62 The applicants' submission on this topic was rather conflicted. On the one hand, the applicants submitted that there "is no evidence that the applicants were involved in any incorrect or excessive work-related claims after financial years 2014 and 2015", and therefore any matter taken into account post that time was erroneous. I note that contrary to the applicants' submission, there is evidence before the Tribunal as to events after 2015, which reflect that in 2017, although the practice of claiming excessive work-related expenses had improved, it was still occurring well above the average standard compared to other practitioners. On the other hand, the applicants submitted that the Tribunal could take into account evidence of the improvement in 2018 and 2019. Nonetheless, it may be accepted that such evidence in relation to 2018 and 2019 may be relevant to whether Mr Mina is a fit and proper person. That said, what weight it may carry depends on the circumstances, which relevantly include those described above at [59].
63 The failure to refer to evidence does not necessarily lead to the inference that the evidence was not considered: WAEE v Minister for Immigration and Multicultural and Indigenous Affairs [2003] FCAFC 184; (2003) 256 FCR 593 at [47]; Minister for Immigration and Border Protection v SZSRS [2014] FCAFC 16 at [34].

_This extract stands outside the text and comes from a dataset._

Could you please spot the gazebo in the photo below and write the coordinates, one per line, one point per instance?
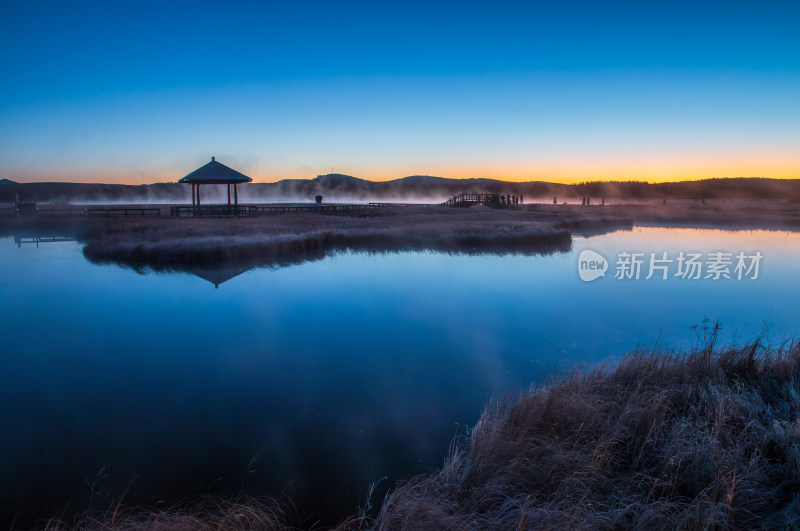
(215, 173)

64 Given the findings by the Tribunal and the basis for them, I am not satisfied that this evidence was not taken into account. It merely did not have the significance the applicants now contend for. It is important to bear in mind this was only one aspect of the evidence in relation to only one of the topics the subject of the breaches. It is also important to recall the findings made by the Tribunal as to Mr Mina's evidence (none of which are contended not to be open). Moreover, although the applicants repeatedly referred to this evidence as being unchallenged, that does not change or elevate the significance of it. Rather, it is apparent that the respondent contended for the findings made. It plainly took issue with the purported significance of this evidence, particularly in light of the other established breaches committed by Mr Mina (some of which continued in 2018 and 2019) and in light of Mr Mina's evidence.

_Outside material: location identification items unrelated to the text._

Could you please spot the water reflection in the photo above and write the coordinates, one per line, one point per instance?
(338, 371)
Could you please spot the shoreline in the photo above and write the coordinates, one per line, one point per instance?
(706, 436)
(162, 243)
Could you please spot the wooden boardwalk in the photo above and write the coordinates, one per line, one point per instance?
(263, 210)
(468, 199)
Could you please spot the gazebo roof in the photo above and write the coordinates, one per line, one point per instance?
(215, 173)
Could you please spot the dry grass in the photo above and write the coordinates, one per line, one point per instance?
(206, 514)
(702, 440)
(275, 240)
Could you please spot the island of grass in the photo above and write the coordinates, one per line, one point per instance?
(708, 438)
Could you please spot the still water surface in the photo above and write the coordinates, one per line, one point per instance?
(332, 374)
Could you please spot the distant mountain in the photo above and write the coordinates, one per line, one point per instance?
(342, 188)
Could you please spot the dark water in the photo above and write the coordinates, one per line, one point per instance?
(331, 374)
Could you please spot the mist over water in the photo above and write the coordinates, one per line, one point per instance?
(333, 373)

65 I am not persuaded that the failure to refer to this evidence means the matter was ignored. Rather, given the Tribunal's findings, it is clear that it was, instead, given little weight. In any event, even if the evidence had not been considered, given the reasoning and findings of the Tribunal, not doing so could have made no difference: Stead v State Government Insurance Commission (1986) 161 CLR 141 at 147-148. Moreover, a proper reading of the reasons does not support the applicant's submission that the Tribunal found that Mr Mina was not a fit and proper person based principally on the findings in relation to the work-related expenses. Indeed, in light of the findings made, there was no real submission advanced as to how this matter, if taken into account in the way for which the applicants contend, could have made a difference.

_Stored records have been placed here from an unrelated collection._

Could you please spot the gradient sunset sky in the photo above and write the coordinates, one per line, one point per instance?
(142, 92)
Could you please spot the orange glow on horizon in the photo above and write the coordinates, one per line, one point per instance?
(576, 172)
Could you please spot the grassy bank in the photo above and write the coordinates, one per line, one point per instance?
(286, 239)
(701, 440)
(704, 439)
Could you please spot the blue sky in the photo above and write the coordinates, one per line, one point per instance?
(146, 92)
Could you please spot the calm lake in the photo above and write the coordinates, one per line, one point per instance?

66 Finally, I note that the respondent submitted that [147], recited above at [25], reflects that Mr Mina would have been found not to be a fit and proper person on the personal breaches alone. It is plain that a substantial portion of the hearing was directed to these claims. Read fairly and in context, in particular, with [148] (which is directed to work-related expenses), the respondents' interpretation of that paragraph is reasonably open. The submission advanced to the contrary by the applicants that [147] concludes with the phrase "[t]he conduct is not fit and proper", rather than "he is not a fit and proper person", is, in the context of the reasons, a matter of semantics. The Tribunal's reference to the work-related expenses at [148] was in addition to that conclusion.
67 It also follows, on that basis, that even if there were some error in respect to work-related expenses, it could have had no effect on the outcome.
68 Grounds 1, 2 and 3 are not established.